So in order to produce a boy with the stature of a proper Volsung hero, she needs a father who is himself of just such stature. It is almost as if she needs another Volsung. This is in fact exactly what Signy concludes. She takes her opportunity when a shape-changing witch visits her kingdom. She orders the witch to trade appearances with her.
Outside Sigmund’s turf-house, Signy pretends to be a lost wanderer and asks for shelter for the night. They sleep together for three nights before she returns home and exchanges appearances with the witch again. Nine months later, Signy gives birth to a son. Being the son of both a son and a daughter of Volsung, this son, named Sinfjotli, promises to be another great hero in the tradition of the Volsungs.
A Tale of Revenge and Ruin
Already as a young boy, Sinfjotli shows more promise than did Signy’s sons with her husband King Siggeir. When Sinfjotli turns 10, Signy sends him to Sigmund for training. Sigmund does the same thing as he’d done to his other nephews.

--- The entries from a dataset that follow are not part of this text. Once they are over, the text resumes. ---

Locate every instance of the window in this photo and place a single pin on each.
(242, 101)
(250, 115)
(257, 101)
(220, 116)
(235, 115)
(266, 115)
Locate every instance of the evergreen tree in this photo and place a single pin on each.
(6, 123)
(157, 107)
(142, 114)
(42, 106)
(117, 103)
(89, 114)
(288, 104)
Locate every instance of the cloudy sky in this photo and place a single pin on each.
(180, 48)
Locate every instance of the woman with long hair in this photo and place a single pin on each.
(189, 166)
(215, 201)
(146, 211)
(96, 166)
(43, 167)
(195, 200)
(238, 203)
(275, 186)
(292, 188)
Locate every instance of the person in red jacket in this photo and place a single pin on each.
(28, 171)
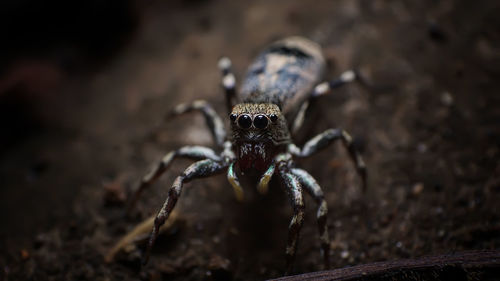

When Sigmund comes back, he finds a piping hot fresh loaf of bread on the table. “Was there nothing else in there with the bread?” he asks the boy, who responds, “Oh, I think there was something alive in there, but I just kneaded it in with the dough.”
So with Sinfjotli’s bravery assured, Sigmund, embarks on training him to be a warrior worthy of the Volsung name, not knowing that Sinfjotli is his son as well. Finally, the two put on their armor and steal away to Siggeir’s hall.
Sigmund and Sinfjotli barricade the walls of Siggeir’s hall so as to prevent anyone from getting out. Then they set fire to it. Amid the flames and smoke, Sigmund calls out to his sister Signy. He says they’ll let her alone out alive. Signy tells them that she was married to Siggeir unwillingly, but, having brought about his ruin, will die with him willingly.
Common Questions about the Death of Volsung and a Plot for Vengeance
Signy sent out a servant to cover Sigmund in honey. The servant also filled Sigmund’s mouth with honey. When the wolf came, ready to eat him, it first licked all the honey, and as the wolf went in for the honey inside his mouth, Sigmund bit on the wolf’s tongue. He was freed from his chains and killed the wolf.
Sigmund would put a bag of flour on the table and then go out for an errand. He would tell the boy to make bread from the bag of flour while he was gone. In the bag would be a poisonous snake. If the child was scared, then he wasn’t going to become a great warrior.
Signy understood that to produce a warrior, it would be best to have him descend from Volsung on both sides of his lineage. So she decided to sleep with Sigmund, her brother, and it worked. She managed to do this by changing her appearance.